Presidente Pino Bicchielli: “Non solo Niscemi, in Italia abbiamo 636mila frane”

Presidente Pino Bicchielli: “Non solo Niscemi, in Italia abbiamo 636mila frane”

NISCEMI – “Non c’è solo Niscemi, in Italia abbiamo 636 mila frane e il 94,5 per cento dei comuni è a rischio idrogeologico“. Lo ha detto il presidente della commissione parlamentare di inchiesta sul rischio idrogeologico, Pino Bicchielli, arrivato a Niscemi, per incontrare il sindaco e le autorità di protezione civile attive a seguito della frana.

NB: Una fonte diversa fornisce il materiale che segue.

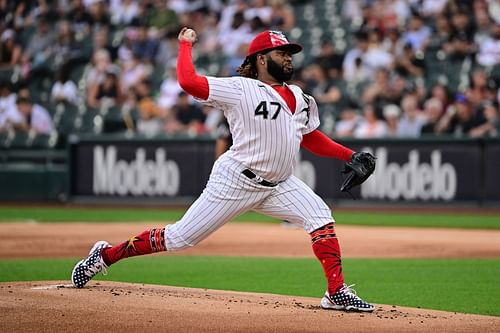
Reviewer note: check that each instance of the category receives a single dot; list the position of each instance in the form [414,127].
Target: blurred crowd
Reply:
[405,68]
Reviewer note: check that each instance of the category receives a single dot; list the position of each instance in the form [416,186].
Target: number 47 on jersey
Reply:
[263,109]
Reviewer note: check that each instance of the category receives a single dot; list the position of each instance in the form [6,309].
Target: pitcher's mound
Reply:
[123,307]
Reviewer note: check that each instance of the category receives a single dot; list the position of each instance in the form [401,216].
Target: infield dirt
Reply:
[110,306]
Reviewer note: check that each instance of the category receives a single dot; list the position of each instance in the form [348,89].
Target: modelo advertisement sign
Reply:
[140,168]
[409,171]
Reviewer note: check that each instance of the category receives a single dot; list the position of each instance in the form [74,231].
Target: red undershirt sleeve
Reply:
[320,144]
[192,83]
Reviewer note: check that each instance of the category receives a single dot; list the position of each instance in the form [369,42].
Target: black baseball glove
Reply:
[358,170]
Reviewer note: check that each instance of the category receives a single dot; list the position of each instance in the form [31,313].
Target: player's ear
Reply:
[260,59]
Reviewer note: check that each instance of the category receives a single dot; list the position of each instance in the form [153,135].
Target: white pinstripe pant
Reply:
[229,194]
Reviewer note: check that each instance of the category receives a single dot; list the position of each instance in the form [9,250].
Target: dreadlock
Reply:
[247,68]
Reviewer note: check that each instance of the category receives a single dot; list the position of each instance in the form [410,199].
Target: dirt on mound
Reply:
[122,307]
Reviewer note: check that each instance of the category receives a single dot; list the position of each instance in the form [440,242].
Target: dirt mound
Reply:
[108,306]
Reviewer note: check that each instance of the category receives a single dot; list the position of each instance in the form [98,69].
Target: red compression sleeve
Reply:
[320,144]
[192,83]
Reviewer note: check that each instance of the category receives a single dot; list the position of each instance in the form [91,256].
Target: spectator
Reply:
[80,19]
[124,12]
[144,47]
[161,17]
[330,59]
[412,119]
[489,49]
[101,41]
[10,50]
[186,117]
[107,92]
[66,49]
[134,72]
[483,26]
[381,91]
[491,128]
[64,90]
[442,94]
[354,61]
[433,109]
[391,114]
[417,34]
[8,109]
[409,64]
[371,127]
[34,117]
[462,36]
[349,120]
[99,12]
[478,90]
[320,86]
[39,47]
[282,17]
[150,115]
[441,37]
[238,33]
[101,64]
[459,118]
[169,90]
[260,9]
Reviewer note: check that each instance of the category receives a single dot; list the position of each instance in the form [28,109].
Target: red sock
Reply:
[327,249]
[149,241]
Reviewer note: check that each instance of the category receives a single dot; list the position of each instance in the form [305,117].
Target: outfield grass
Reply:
[469,286]
[417,219]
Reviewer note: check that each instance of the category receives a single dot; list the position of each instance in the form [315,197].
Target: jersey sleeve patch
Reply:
[224,92]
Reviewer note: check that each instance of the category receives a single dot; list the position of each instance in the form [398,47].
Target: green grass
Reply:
[469,286]
[63,214]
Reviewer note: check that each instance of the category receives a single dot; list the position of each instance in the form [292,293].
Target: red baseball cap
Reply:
[269,40]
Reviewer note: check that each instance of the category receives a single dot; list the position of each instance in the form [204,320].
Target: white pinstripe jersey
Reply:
[266,135]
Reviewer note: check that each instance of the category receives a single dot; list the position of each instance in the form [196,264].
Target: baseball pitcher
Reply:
[269,121]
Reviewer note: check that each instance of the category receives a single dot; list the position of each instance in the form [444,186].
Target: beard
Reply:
[278,72]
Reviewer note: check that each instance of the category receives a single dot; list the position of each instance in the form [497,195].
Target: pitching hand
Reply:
[188,35]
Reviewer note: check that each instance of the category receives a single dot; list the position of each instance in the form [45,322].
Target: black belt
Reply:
[259,180]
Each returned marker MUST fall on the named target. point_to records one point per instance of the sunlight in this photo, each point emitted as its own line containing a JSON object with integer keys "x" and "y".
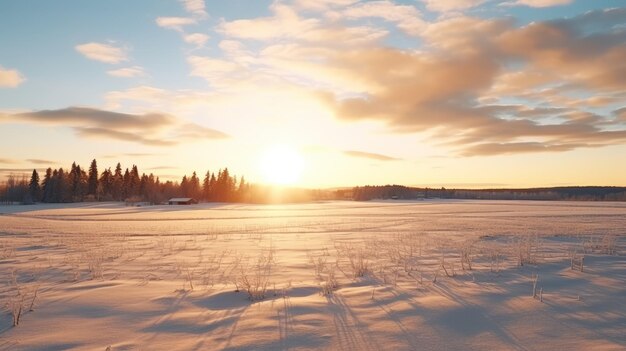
{"x": 281, "y": 165}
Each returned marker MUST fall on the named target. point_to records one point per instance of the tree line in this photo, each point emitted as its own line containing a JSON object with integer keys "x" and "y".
{"x": 573, "y": 193}
{"x": 78, "y": 184}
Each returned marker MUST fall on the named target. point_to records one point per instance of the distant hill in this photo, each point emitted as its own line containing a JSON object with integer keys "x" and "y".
{"x": 568, "y": 193}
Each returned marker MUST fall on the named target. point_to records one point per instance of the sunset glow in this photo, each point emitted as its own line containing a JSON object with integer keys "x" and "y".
{"x": 282, "y": 165}
{"x": 450, "y": 93}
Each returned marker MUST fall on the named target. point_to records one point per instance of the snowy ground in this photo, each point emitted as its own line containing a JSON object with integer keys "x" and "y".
{"x": 336, "y": 276}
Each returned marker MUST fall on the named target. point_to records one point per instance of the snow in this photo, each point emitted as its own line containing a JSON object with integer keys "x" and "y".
{"x": 110, "y": 275}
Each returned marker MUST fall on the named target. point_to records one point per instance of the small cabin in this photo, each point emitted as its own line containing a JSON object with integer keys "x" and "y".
{"x": 182, "y": 201}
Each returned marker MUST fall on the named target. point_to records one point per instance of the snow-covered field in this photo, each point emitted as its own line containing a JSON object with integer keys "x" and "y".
{"x": 428, "y": 275}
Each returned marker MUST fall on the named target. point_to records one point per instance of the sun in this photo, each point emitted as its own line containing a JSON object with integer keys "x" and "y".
{"x": 282, "y": 165}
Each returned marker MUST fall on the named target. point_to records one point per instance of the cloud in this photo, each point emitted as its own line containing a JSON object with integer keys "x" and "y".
{"x": 452, "y": 88}
{"x": 40, "y": 161}
{"x": 197, "y": 39}
{"x": 285, "y": 23}
{"x": 176, "y": 23}
{"x": 134, "y": 137}
{"x": 156, "y": 168}
{"x": 542, "y": 3}
{"x": 370, "y": 155}
{"x": 20, "y": 170}
{"x": 153, "y": 129}
{"x": 127, "y": 72}
{"x": 102, "y": 52}
{"x": 451, "y": 5}
{"x": 10, "y": 78}
{"x": 406, "y": 17}
{"x": 132, "y": 154}
{"x": 195, "y": 7}
{"x": 213, "y": 69}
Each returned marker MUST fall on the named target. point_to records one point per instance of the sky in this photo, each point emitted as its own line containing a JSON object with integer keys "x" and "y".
{"x": 455, "y": 93}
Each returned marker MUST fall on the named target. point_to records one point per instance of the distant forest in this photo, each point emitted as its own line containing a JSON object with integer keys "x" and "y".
{"x": 77, "y": 185}
{"x": 581, "y": 193}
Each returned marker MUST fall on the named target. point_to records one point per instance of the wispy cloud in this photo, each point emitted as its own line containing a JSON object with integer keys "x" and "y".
{"x": 197, "y": 39}
{"x": 541, "y": 3}
{"x": 132, "y": 154}
{"x": 451, "y": 5}
{"x": 195, "y": 7}
{"x": 106, "y": 53}
{"x": 370, "y": 155}
{"x": 176, "y": 23}
{"x": 40, "y": 161}
{"x": 127, "y": 72}
{"x": 153, "y": 129}
{"x": 10, "y": 78}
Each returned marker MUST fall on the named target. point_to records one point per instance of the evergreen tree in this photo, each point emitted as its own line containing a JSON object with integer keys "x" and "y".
{"x": 134, "y": 182}
{"x": 46, "y": 186}
{"x": 34, "y": 188}
{"x": 126, "y": 185}
{"x": 92, "y": 185}
{"x": 118, "y": 183}
{"x": 206, "y": 186}
{"x": 184, "y": 187}
{"x": 194, "y": 186}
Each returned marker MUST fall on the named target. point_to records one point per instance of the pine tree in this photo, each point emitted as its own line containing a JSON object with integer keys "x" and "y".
{"x": 184, "y": 187}
{"x": 194, "y": 186}
{"x": 206, "y": 186}
{"x": 92, "y": 185}
{"x": 47, "y": 186}
{"x": 118, "y": 183}
{"x": 34, "y": 188}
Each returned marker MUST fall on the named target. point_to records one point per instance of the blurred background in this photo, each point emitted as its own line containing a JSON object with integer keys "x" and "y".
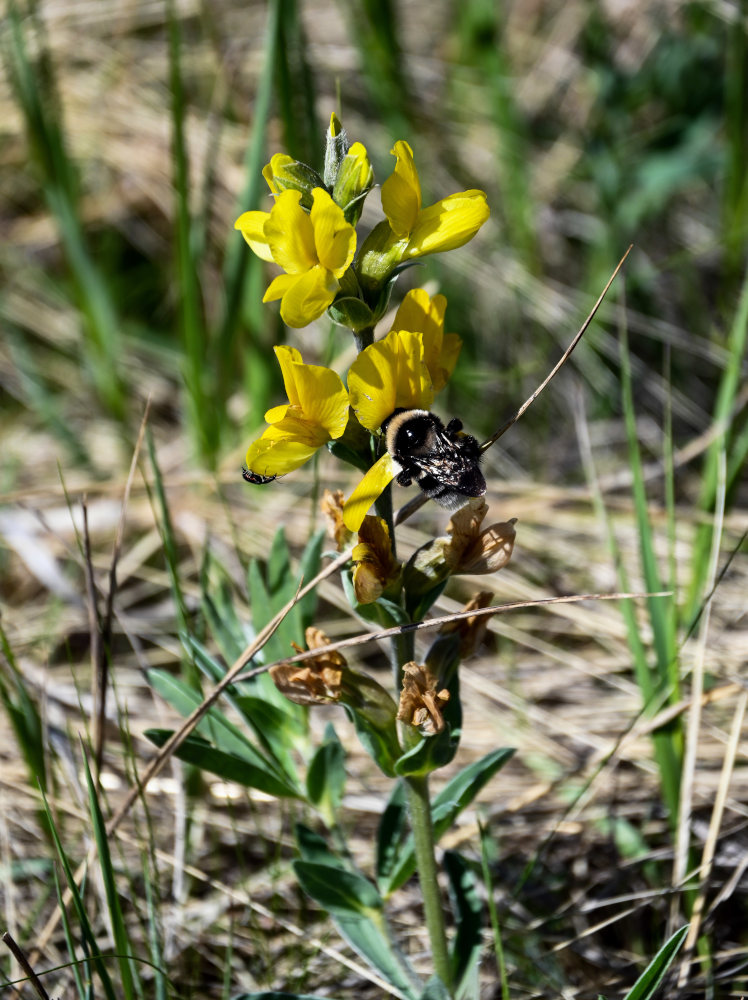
{"x": 133, "y": 133}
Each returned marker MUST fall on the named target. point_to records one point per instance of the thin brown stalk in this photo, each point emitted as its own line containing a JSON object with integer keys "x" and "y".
{"x": 408, "y": 509}
{"x": 409, "y": 629}
{"x": 24, "y": 963}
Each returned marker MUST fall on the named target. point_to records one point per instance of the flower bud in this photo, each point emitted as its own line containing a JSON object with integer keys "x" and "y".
{"x": 283, "y": 173}
{"x": 353, "y": 182}
{"x": 427, "y": 567}
{"x": 374, "y": 568}
{"x": 336, "y": 147}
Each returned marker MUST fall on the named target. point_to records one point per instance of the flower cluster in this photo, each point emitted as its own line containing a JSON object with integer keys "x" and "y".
{"x": 310, "y": 233}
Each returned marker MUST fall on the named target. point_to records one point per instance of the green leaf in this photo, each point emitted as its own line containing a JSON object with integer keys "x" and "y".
{"x": 646, "y": 985}
{"x": 435, "y": 990}
{"x": 348, "y": 894}
{"x": 393, "y": 827}
{"x": 325, "y": 779}
{"x": 356, "y": 907}
{"x": 446, "y": 807}
{"x": 215, "y": 727}
{"x": 91, "y": 945}
{"x": 314, "y": 848}
{"x": 467, "y": 907}
{"x": 231, "y": 767}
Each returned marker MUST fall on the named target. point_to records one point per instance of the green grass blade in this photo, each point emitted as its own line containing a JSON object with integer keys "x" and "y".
{"x": 241, "y": 270}
{"x": 98, "y": 961}
{"x": 36, "y": 94}
{"x": 664, "y": 686}
{"x": 498, "y": 944}
{"x": 648, "y": 983}
{"x": 732, "y": 443}
{"x": 122, "y": 945}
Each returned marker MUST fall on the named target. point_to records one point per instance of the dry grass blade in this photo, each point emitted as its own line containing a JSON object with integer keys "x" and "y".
{"x": 25, "y": 965}
{"x": 707, "y": 857}
{"x": 683, "y": 837}
{"x": 561, "y": 362}
{"x": 496, "y": 609}
{"x": 408, "y": 509}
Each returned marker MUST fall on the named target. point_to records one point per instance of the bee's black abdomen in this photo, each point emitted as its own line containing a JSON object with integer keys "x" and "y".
{"x": 443, "y": 461}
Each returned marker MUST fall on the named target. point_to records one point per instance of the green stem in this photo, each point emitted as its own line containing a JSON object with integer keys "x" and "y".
{"x": 363, "y": 338}
{"x": 419, "y": 807}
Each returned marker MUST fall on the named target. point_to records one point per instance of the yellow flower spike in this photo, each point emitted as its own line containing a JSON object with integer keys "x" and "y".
{"x": 314, "y": 250}
{"x": 389, "y": 374}
{"x": 316, "y": 412}
{"x": 446, "y": 225}
{"x": 419, "y": 312}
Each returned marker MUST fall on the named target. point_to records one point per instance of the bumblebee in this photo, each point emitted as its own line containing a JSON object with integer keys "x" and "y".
{"x": 255, "y": 478}
{"x": 443, "y": 461}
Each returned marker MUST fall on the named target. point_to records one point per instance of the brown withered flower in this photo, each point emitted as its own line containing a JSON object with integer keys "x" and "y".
{"x": 470, "y": 631}
{"x": 374, "y": 567}
{"x": 465, "y": 549}
{"x": 421, "y": 702}
{"x": 332, "y": 508}
{"x": 315, "y": 682}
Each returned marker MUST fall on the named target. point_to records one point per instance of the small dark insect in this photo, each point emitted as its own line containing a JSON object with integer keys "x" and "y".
{"x": 443, "y": 461}
{"x": 255, "y": 478}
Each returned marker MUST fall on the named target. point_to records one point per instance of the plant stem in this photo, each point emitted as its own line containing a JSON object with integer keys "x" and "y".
{"x": 419, "y": 807}
{"x": 363, "y": 338}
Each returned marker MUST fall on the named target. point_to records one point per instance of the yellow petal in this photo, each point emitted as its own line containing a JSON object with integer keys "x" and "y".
{"x": 414, "y": 388}
{"x": 389, "y": 374}
{"x": 288, "y": 359}
{"x": 252, "y": 227}
{"x": 279, "y": 286}
{"x": 418, "y": 311}
{"x": 276, "y": 413}
{"x": 308, "y": 296}
{"x": 401, "y": 192}
{"x": 448, "y": 224}
{"x": 334, "y": 238}
{"x": 323, "y": 398}
{"x": 277, "y": 457}
{"x": 290, "y": 235}
{"x": 376, "y": 480}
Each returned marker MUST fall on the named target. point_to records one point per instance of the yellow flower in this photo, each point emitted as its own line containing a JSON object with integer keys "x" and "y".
{"x": 448, "y": 224}
{"x": 421, "y": 313}
{"x": 387, "y": 375}
{"x": 314, "y": 250}
{"x": 403, "y": 370}
{"x": 316, "y": 412}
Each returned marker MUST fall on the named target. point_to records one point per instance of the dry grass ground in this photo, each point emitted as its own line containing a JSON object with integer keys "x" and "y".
{"x": 583, "y": 856}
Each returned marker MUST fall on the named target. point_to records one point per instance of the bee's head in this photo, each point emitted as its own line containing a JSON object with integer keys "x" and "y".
{"x": 408, "y": 431}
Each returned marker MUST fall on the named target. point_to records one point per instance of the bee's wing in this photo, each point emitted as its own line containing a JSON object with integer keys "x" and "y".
{"x": 449, "y": 465}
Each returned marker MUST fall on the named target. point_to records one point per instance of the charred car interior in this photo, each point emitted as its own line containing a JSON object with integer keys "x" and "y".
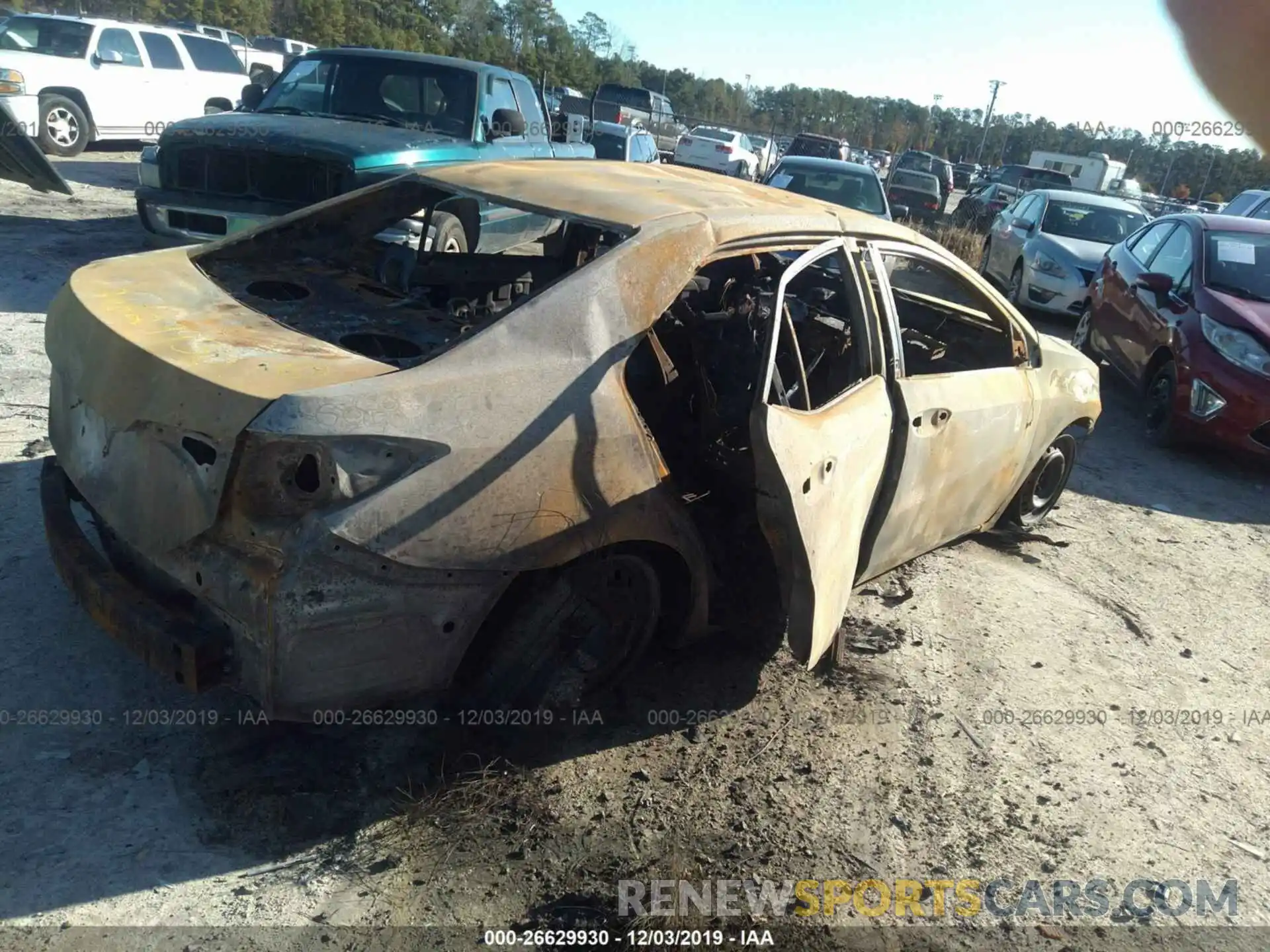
{"x": 695, "y": 377}
{"x": 386, "y": 301}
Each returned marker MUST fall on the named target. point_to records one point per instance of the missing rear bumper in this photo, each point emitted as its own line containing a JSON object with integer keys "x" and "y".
{"x": 171, "y": 641}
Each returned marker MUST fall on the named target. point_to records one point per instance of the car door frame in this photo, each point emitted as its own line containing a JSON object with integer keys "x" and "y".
{"x": 1001, "y": 225}
{"x": 931, "y": 408}
{"x": 1114, "y": 320}
{"x": 813, "y": 514}
{"x": 120, "y": 121}
{"x": 1015, "y": 239}
{"x": 1148, "y": 323}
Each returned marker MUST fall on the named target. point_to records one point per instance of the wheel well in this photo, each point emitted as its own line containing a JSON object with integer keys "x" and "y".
{"x": 672, "y": 573}
{"x": 1159, "y": 358}
{"x": 468, "y": 214}
{"x": 75, "y": 97}
{"x": 1085, "y": 424}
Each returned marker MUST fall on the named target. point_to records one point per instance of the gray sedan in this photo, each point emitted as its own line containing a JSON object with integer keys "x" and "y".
{"x": 1048, "y": 245}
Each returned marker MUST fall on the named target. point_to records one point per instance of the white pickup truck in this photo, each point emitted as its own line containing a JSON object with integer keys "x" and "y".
{"x": 265, "y": 58}
{"x": 70, "y": 80}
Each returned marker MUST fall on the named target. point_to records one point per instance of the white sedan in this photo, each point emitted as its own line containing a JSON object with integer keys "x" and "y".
{"x": 714, "y": 149}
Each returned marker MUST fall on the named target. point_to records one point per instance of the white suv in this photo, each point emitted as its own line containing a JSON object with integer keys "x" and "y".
{"x": 71, "y": 80}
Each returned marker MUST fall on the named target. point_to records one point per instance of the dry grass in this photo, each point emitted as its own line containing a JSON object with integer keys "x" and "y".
{"x": 964, "y": 243}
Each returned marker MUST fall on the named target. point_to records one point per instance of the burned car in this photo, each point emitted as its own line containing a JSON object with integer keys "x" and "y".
{"x": 331, "y": 475}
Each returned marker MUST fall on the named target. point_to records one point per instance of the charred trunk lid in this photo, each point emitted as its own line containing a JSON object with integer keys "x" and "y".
{"x": 155, "y": 372}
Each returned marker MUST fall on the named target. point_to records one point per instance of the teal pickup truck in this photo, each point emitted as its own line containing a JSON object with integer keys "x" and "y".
{"x": 335, "y": 121}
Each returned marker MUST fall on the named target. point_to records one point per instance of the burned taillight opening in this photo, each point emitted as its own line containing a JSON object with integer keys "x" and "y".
{"x": 308, "y": 477}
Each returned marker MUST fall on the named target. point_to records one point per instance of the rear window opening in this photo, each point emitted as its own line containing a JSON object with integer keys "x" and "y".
{"x": 695, "y": 379}
{"x": 353, "y": 274}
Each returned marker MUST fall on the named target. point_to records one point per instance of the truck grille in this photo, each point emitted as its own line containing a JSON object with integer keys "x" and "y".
{"x": 245, "y": 173}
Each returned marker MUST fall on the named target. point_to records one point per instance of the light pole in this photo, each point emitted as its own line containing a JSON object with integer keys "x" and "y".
{"x": 1212, "y": 159}
{"x": 996, "y": 85}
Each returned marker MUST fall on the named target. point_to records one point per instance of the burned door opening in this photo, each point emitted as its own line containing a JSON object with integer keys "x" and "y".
{"x": 697, "y": 380}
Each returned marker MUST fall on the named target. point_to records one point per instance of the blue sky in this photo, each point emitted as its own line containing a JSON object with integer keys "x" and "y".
{"x": 1119, "y": 63}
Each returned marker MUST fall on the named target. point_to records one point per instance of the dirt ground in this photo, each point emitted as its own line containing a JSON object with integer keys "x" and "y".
{"x": 1147, "y": 592}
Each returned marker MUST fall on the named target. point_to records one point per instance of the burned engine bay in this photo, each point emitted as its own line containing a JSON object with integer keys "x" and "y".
{"x": 390, "y": 302}
{"x": 694, "y": 379}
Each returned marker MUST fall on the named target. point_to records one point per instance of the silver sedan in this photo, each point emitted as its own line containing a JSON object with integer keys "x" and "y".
{"x": 1047, "y": 247}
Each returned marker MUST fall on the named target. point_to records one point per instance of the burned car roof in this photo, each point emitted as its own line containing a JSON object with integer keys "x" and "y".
{"x": 633, "y": 196}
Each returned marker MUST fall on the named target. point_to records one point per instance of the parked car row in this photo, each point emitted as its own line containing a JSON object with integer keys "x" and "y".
{"x": 73, "y": 80}
{"x": 1177, "y": 305}
{"x": 288, "y": 450}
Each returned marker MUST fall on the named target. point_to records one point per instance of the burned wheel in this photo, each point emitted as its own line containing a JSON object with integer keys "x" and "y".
{"x": 570, "y": 636}
{"x": 1043, "y": 487}
{"x": 448, "y": 237}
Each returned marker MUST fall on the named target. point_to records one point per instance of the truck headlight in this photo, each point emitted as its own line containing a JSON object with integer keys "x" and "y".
{"x": 1236, "y": 346}
{"x": 12, "y": 83}
{"x": 1048, "y": 266}
{"x": 148, "y": 168}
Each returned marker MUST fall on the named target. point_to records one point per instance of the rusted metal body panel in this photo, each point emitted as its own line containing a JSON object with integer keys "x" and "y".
{"x": 185, "y": 418}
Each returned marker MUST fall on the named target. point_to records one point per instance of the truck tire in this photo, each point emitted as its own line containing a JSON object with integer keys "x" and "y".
{"x": 64, "y": 128}
{"x": 450, "y": 237}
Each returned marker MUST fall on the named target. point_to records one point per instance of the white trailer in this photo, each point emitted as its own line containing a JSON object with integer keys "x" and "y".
{"x": 1090, "y": 173}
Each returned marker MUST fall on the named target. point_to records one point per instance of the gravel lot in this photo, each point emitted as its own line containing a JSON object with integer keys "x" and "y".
{"x": 1148, "y": 592}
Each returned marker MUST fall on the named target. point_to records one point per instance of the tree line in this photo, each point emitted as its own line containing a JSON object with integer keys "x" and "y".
{"x": 532, "y": 37}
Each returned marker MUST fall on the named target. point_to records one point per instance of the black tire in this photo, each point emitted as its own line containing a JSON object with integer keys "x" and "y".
{"x": 64, "y": 130}
{"x": 1082, "y": 337}
{"x": 570, "y": 636}
{"x": 1043, "y": 487}
{"x": 1160, "y": 413}
{"x": 450, "y": 235}
{"x": 1015, "y": 291}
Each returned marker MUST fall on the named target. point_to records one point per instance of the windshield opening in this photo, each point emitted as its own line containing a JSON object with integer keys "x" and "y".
{"x": 842, "y": 188}
{"x": 398, "y": 92}
{"x": 609, "y": 146}
{"x": 1108, "y": 226}
{"x": 718, "y": 135}
{"x": 36, "y": 34}
{"x": 269, "y": 45}
{"x": 1238, "y": 263}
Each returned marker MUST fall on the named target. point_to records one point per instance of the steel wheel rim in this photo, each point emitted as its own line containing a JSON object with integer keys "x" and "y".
{"x": 62, "y": 126}
{"x": 599, "y": 635}
{"x": 1049, "y": 480}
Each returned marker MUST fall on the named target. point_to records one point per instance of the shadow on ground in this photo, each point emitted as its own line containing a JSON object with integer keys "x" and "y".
{"x": 54, "y": 248}
{"x": 105, "y": 175}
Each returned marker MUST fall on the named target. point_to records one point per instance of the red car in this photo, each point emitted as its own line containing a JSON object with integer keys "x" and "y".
{"x": 1181, "y": 307}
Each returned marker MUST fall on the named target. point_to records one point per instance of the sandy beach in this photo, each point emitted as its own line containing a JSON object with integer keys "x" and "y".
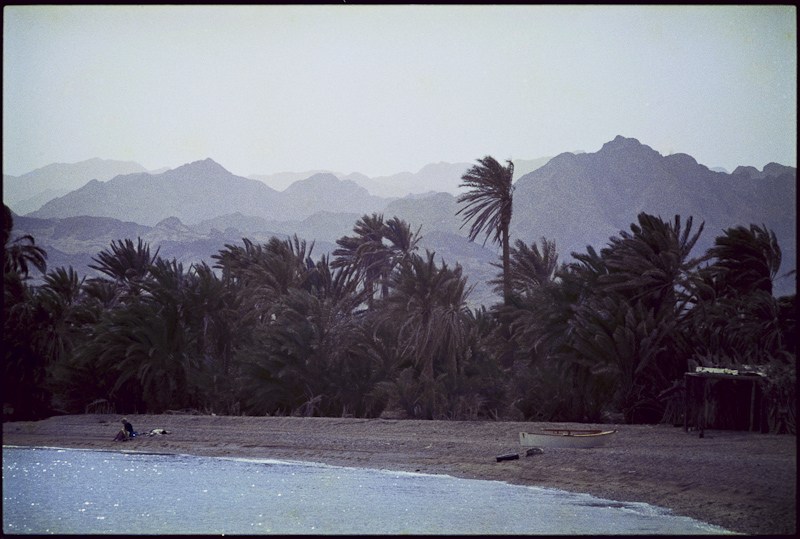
{"x": 744, "y": 482}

“Cercheremo di capire se da Niscemi si potrà imparare qualcosa da replicare in altri territori – ha aggiunto davanti al municipio – vogliamo individuare dove si inceppa la macchina amministrativa. La procura farà il proprio lavoro – ha detto – se ci saranno problemi anche noi chiederemo di acquisire gli atti ma la commissione farà un lavoro per capire come dare un supporto parlamentare e legislativo a un sistema che troppe volte si blocca a causa di troppa burocrazia”.

Bicchielli ha aggiunto: “Il governo ha subito messo a disposizione primissimi stanziamenti. Ce ne saranno altri, le risorse ci sono. La frana è ancora in corso. Dobbiamo mettere a sistema tutto, capire come spendere. Soprattutto, dobbiamo mettere in campo strumenti per velocizzare tutti gli iter. Il governo ha la massima attenzione. Dobbiamo evitare qualsiasi duplicazione di competenze”.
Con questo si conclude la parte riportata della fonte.